Nothing Comes Easy

In 2013, I wrote a song called “Nothing Comes Easy.” I was in a different season of life — still fighting, still grinding, still trying to figure out what the next chapter was supposed to look like. I sat down with a guitar and wrote what I was feeling. Recently, I ran that old recording through an AI music tool and heard it fully produced for the first time. You can listen to it here: Nothing Comes Easy

“This time’s not like all the times before. I’m not here to fight — I’m here to win the war.”

I didn’t fully understand what I was writing. I thought I did. I thought I knew what war I was talking about.

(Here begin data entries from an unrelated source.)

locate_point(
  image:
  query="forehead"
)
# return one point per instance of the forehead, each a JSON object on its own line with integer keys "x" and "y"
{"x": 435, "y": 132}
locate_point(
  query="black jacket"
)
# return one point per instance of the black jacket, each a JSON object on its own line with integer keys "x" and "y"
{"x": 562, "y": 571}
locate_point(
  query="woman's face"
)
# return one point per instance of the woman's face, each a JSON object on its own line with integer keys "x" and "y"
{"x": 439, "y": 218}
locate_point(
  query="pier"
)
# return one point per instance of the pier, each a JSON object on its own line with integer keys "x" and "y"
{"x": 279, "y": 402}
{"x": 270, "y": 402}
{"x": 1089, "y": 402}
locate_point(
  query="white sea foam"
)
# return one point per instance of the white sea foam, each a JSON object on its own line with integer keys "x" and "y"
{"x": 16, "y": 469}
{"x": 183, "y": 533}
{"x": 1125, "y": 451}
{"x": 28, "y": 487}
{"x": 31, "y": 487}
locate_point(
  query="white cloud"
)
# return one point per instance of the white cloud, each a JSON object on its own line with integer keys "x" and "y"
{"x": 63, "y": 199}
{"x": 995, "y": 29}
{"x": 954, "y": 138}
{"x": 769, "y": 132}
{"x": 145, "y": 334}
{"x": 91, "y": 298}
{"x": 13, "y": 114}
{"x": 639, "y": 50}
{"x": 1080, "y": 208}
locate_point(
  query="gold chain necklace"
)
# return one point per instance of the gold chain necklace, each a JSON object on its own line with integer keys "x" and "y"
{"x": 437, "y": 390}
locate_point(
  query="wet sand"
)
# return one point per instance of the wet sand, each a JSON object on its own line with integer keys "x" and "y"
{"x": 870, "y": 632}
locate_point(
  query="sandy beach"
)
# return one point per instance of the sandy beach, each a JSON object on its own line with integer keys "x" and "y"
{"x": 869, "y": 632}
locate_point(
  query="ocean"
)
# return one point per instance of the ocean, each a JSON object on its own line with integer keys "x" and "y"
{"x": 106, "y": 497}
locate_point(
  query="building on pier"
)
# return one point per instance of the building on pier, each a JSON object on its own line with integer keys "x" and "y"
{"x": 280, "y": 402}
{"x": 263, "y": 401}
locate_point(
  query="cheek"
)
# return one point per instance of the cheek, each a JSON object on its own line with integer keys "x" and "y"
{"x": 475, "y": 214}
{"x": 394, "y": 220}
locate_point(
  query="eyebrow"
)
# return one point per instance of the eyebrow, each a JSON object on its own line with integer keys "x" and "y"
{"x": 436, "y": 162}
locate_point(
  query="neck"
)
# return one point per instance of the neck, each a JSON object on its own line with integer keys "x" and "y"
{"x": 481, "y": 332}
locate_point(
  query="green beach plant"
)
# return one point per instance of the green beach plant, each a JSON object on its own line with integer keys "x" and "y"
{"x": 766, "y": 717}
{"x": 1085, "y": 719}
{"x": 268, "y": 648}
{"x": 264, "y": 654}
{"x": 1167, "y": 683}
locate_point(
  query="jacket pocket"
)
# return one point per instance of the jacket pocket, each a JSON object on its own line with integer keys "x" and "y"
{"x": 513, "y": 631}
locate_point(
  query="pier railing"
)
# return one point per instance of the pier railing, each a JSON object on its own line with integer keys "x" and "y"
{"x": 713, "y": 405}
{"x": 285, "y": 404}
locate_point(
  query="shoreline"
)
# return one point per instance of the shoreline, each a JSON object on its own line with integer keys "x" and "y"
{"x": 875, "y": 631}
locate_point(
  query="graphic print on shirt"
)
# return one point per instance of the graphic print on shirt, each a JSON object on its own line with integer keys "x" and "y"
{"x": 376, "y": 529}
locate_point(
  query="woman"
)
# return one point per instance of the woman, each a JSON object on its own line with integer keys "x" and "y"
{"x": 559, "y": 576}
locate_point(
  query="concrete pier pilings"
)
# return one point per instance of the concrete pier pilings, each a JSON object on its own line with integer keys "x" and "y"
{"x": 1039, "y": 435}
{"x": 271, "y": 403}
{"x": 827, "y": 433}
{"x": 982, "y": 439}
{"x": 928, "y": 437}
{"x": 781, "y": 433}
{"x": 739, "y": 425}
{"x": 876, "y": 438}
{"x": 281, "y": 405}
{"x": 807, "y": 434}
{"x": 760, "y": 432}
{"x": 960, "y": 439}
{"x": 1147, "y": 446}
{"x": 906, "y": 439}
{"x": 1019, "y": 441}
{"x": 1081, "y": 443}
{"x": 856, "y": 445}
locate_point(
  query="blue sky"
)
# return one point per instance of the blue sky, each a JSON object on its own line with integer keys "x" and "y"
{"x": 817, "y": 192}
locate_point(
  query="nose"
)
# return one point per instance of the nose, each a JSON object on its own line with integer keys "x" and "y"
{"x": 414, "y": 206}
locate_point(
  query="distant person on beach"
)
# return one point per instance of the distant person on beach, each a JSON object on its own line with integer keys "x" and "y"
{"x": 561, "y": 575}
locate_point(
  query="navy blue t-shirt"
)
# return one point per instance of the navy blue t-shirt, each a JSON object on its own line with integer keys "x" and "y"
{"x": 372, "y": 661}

But 2013 David hadn’t been through his second round of cancer yet. He hadn’t published a novel. He hadn’t started a 280-day challenge to rebuild his habits from the ground up. He wrote the lyric because it sounded true. I’m living it now because it is.

That’s the strange thing about writing something before you’re ready for it. The words sit there, waiting for you to grow into them. You think you’re being honest in the moment, and you are — but there’s a version of that honesty you can’t access yet because you haven’t earned it. You have to go through the thing the song is about before the song actually belongs to you.

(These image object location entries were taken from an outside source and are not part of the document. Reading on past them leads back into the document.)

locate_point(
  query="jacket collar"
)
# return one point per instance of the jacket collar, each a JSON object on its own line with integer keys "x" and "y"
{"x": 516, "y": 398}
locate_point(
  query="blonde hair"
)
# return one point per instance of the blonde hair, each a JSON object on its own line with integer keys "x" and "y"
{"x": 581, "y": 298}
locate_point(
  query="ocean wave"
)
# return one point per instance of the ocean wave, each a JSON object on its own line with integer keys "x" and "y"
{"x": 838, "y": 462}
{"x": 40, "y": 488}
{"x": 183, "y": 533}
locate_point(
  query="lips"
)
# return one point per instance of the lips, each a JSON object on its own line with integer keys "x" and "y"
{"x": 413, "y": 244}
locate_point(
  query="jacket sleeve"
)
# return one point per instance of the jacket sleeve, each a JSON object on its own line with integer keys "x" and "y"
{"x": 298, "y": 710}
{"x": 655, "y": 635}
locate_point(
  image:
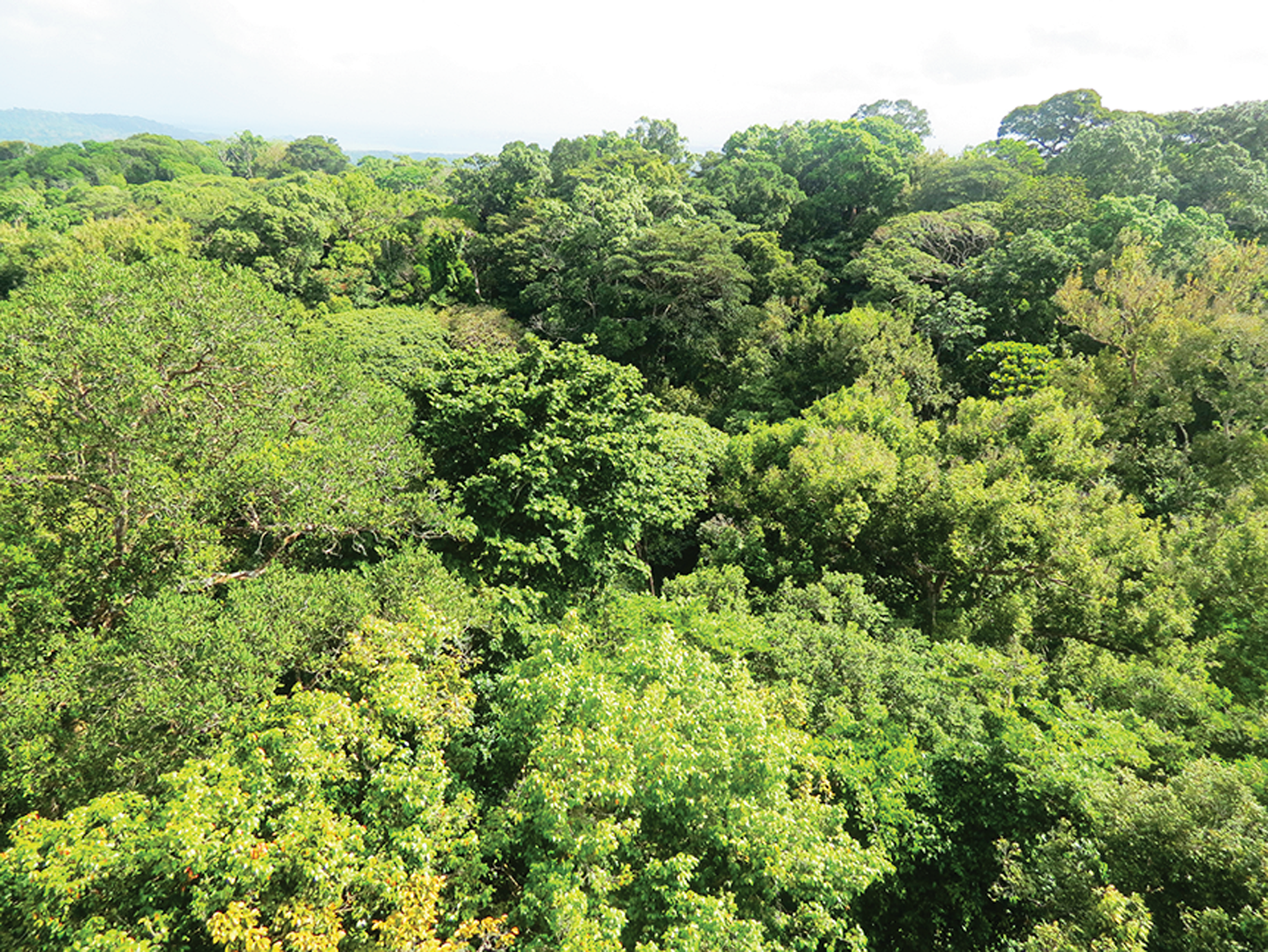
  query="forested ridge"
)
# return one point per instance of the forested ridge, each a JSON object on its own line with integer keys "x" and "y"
{"x": 818, "y": 544}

Thirteen years later, I know what war I was writing about. It wasn’t one fight. It was the decision to keep showing up — through cancer, through setbacks, through the long stretch of days where nothing moves and nobody notices. Easy doesn’t teach you that. Only the grind does.

I wrote a bridge in that song: “A fire’s burning deep in me. However long it takes, I’ll be free.” I didn’t know it was a promise to myself. But here I am, keeping it.